Note that as this is a squared function it only contains even terms, which can be written:

$$ |H(j\omega)|^2 = \frac {1}{1+D_{2n}\omega^{2n}} $$

Graphing this function shows the Butterworth response giving the maximally flat magnitude response in the passband:



This clearly shows for the prototype filter, when the passband frequency is normalised \(\frac {\omega}{\omega_p}=1\) that the magnitude response is \( |H(j\omega)|^2 = \frac {1}{2} \).



Translating this back from \(j\omega \rightarrow s \) domains gives the following transfer function:

$$ \frac {1}{1+D_{2n}\omega^{2n}}|_{\omega \rightarrow s} \rightarrow H(s)H(-s) = \frac {1}{1+(-1)^ns^{2n}} $$

Giving 2n roots (poles) of the denominator:

$$ 1+(-1)^ns^{2n}=0 $$

$$ s^{2n} = \begin{cases}
1=e^{j2k\pi} & \text{n odd} \\
-1=e^{j(2k+1)\pi} & \text{n even} \\
\end{cases} $$

Which gives us 2n poles:

$$ s_k = e^{j[\frac {(2k+n-1)}{2n}]\pi} \qquad \text{   k=1,2,....,(2n)}$$

Each of the poles have unitary magnitude and are spread evenly around the left side of the s-plane. In all cases (except n=1) there are a set of matched conjugate pairs and in odd orders an additional pole at \(s=-j\omega\).

The poles have the following polar angle and are positioned as follows on the s-plane where the circle has unitary magnitude:
















The denominator polynomial for the transfer function can then be described as:

$$ H(s) = \frac {1}{D_{B}(s)} \qquad  \text{where} \qquad D_{B}(s)=\prod^n_{k=1}(s-s_k) = 1+d_1s+d_2s^2+...+d_ns^n$$

Where \(D_B(s)\) is the Butterworth polynomial which can be expressed as a set of roots (\(s_k\)) or expanded form which can be found in many places and has the following values expressed in factored or non-factored form.

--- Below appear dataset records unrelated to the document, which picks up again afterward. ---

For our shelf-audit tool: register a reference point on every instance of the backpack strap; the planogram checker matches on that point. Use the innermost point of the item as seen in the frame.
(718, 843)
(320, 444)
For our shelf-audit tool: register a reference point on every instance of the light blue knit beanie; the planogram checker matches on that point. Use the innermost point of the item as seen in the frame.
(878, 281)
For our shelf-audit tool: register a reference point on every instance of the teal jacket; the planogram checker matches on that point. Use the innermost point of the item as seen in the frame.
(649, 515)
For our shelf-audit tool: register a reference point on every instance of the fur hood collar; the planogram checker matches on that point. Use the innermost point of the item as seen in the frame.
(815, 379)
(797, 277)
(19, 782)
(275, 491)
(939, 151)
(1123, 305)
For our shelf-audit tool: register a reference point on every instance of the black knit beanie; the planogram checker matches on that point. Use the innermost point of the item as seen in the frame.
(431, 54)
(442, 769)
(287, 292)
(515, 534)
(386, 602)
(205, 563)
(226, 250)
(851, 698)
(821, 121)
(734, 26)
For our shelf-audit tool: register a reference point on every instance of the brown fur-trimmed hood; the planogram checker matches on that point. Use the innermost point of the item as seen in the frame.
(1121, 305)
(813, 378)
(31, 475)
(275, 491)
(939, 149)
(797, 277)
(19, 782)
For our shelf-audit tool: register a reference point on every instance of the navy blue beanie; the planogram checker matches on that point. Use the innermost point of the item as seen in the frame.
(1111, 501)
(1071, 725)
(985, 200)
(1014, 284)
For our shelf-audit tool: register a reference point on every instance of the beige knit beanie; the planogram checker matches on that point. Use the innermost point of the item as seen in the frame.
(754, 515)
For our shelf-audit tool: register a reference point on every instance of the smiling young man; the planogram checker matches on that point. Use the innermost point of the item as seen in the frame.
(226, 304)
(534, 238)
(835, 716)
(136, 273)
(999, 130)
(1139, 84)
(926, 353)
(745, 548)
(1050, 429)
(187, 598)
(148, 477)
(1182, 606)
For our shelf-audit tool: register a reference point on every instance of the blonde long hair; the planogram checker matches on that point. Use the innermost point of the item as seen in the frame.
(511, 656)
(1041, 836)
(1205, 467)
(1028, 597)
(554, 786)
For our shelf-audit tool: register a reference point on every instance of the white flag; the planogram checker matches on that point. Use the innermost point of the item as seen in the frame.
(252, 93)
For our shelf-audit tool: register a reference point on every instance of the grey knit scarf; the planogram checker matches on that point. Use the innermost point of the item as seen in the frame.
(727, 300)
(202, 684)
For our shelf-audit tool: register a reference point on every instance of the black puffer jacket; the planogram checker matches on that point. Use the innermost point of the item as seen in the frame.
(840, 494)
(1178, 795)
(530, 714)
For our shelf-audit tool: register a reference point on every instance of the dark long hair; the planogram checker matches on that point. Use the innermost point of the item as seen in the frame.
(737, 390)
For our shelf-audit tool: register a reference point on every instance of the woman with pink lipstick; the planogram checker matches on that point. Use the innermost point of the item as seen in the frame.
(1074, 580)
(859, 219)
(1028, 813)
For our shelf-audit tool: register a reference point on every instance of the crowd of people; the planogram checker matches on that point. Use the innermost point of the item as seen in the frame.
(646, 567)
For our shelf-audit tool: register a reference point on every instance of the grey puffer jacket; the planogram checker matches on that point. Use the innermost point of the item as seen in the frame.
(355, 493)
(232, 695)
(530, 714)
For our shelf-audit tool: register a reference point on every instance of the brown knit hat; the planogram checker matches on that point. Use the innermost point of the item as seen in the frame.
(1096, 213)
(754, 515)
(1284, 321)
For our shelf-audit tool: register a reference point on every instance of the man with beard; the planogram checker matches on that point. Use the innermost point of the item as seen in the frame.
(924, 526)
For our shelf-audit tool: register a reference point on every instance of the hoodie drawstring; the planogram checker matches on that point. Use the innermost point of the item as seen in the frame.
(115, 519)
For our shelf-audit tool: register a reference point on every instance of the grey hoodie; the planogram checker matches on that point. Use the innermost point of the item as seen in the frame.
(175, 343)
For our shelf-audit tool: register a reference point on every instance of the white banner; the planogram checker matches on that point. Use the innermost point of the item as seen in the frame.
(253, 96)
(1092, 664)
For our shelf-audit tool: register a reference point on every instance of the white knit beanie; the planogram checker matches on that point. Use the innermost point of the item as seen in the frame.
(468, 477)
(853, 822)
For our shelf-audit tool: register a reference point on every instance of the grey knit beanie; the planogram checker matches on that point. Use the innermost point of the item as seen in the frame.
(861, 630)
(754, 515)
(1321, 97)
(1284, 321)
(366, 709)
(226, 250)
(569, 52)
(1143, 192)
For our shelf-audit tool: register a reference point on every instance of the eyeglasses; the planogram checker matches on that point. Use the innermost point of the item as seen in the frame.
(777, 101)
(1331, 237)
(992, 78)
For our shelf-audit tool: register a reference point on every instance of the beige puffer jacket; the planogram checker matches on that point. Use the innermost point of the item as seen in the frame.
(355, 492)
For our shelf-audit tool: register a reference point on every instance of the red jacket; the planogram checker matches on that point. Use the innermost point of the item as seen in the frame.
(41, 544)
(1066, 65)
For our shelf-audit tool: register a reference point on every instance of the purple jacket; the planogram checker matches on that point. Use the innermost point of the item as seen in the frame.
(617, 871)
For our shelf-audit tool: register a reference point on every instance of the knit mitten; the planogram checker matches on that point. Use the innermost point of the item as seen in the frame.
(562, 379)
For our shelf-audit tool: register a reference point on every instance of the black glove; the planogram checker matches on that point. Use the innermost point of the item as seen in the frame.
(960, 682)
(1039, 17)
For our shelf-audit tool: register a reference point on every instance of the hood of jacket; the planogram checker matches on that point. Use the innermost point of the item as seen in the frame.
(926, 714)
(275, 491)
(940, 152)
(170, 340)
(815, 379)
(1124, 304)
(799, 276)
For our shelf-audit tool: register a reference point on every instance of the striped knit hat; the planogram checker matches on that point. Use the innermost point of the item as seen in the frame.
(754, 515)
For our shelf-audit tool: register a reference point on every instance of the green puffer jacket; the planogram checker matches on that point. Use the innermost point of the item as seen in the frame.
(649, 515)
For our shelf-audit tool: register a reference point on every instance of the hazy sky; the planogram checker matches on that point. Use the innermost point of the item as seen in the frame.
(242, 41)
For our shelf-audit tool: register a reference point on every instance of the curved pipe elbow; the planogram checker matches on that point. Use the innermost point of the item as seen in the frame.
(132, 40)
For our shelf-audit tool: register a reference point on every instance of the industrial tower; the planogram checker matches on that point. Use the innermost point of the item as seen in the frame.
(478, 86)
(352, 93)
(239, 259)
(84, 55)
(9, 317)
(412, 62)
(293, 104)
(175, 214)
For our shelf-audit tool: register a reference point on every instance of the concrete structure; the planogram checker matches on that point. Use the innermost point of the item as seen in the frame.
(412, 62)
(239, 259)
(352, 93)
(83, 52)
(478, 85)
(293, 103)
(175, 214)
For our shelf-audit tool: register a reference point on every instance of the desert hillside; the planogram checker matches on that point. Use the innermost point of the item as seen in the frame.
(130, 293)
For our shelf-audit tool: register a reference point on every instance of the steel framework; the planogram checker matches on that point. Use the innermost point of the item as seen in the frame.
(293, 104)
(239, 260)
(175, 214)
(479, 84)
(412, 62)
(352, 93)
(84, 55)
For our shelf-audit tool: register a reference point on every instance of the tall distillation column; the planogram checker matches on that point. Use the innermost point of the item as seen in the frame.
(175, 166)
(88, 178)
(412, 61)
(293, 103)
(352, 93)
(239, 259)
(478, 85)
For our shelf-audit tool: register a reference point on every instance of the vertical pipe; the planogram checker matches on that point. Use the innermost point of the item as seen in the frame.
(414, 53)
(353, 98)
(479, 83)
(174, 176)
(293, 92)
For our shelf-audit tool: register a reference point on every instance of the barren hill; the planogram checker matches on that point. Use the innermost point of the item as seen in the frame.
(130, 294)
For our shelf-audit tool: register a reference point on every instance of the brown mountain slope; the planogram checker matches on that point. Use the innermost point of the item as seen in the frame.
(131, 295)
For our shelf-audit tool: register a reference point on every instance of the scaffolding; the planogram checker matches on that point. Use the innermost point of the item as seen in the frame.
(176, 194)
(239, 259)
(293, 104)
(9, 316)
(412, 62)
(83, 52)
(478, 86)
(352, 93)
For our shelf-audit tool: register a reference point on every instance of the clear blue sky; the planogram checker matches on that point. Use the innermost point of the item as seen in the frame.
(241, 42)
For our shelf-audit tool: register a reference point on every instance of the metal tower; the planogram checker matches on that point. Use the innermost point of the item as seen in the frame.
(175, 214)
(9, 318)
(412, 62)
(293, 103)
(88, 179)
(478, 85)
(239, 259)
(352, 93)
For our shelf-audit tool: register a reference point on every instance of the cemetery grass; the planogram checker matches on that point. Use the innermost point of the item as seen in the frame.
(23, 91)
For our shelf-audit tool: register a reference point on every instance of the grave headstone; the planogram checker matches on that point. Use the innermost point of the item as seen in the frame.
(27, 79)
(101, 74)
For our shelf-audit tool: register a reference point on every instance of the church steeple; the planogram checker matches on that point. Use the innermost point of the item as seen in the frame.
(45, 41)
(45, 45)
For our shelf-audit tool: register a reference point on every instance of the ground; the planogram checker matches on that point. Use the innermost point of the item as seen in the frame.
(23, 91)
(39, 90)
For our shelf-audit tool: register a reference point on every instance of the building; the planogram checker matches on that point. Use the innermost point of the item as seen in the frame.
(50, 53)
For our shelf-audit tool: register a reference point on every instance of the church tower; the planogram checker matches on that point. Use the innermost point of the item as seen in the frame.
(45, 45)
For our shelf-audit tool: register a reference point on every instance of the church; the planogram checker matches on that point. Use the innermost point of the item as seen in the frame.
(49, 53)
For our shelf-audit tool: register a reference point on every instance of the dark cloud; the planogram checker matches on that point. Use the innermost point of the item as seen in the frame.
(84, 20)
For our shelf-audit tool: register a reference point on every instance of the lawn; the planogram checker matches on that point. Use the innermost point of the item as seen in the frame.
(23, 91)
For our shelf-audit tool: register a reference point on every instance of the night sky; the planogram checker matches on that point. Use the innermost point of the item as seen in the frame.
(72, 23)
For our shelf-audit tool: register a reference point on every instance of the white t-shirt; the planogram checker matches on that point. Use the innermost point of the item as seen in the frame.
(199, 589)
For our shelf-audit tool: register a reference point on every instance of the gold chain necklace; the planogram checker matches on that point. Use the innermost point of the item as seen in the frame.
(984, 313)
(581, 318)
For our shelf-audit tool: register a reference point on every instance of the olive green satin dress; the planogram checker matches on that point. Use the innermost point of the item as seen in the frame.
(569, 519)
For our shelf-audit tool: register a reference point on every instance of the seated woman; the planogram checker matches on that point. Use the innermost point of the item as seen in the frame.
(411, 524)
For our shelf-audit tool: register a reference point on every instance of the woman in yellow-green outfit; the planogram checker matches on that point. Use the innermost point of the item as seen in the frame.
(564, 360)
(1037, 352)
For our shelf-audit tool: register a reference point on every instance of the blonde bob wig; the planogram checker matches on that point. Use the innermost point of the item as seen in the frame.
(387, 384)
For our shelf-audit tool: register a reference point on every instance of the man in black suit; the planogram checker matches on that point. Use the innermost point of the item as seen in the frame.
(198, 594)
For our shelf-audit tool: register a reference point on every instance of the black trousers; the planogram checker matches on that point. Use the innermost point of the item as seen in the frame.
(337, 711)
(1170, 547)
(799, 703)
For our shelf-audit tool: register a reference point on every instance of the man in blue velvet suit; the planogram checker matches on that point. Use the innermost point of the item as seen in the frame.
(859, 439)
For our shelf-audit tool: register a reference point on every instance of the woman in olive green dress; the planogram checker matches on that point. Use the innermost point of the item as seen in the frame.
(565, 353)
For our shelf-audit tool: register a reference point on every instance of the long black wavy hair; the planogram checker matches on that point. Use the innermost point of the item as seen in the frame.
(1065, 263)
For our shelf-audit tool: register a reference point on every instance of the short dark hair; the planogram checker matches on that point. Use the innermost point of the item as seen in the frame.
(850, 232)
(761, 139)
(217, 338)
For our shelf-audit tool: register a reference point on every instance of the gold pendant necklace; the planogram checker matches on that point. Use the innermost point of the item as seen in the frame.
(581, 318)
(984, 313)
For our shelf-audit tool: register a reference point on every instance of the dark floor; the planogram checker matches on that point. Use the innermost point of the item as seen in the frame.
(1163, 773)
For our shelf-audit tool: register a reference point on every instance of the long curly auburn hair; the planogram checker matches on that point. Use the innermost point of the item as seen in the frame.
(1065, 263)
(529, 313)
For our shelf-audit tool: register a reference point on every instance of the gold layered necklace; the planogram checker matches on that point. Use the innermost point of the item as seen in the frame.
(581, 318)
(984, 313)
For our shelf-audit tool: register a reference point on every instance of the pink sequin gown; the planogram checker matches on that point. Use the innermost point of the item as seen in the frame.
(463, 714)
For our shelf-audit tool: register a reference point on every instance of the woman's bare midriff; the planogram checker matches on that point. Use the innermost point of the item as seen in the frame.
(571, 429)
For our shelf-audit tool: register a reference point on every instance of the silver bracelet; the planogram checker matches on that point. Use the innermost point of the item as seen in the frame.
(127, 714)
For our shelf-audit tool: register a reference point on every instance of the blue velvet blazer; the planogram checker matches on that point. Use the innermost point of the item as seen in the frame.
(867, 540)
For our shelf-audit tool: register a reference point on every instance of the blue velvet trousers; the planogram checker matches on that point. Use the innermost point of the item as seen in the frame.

The factored forms show sets of quadratics each representing the complex-conjugate pairs. The polynomial terms can be calculated by:

$$ d_k = \frac { cos \left( (k-1) \frac {\pi}{2} \right)}{sin \left( \frac {k\pi}{2n} \right)}d_{k-1} \qquad \text {k=1,2,3...,n} $$

So, with these numbers we just need to apply the s-plane to z-plane mapping, using the Bilinear Transform as described before to calculate the appropriate filter. Well, we didn't quite get to code tonight. Let's see how tomorrow evening goes.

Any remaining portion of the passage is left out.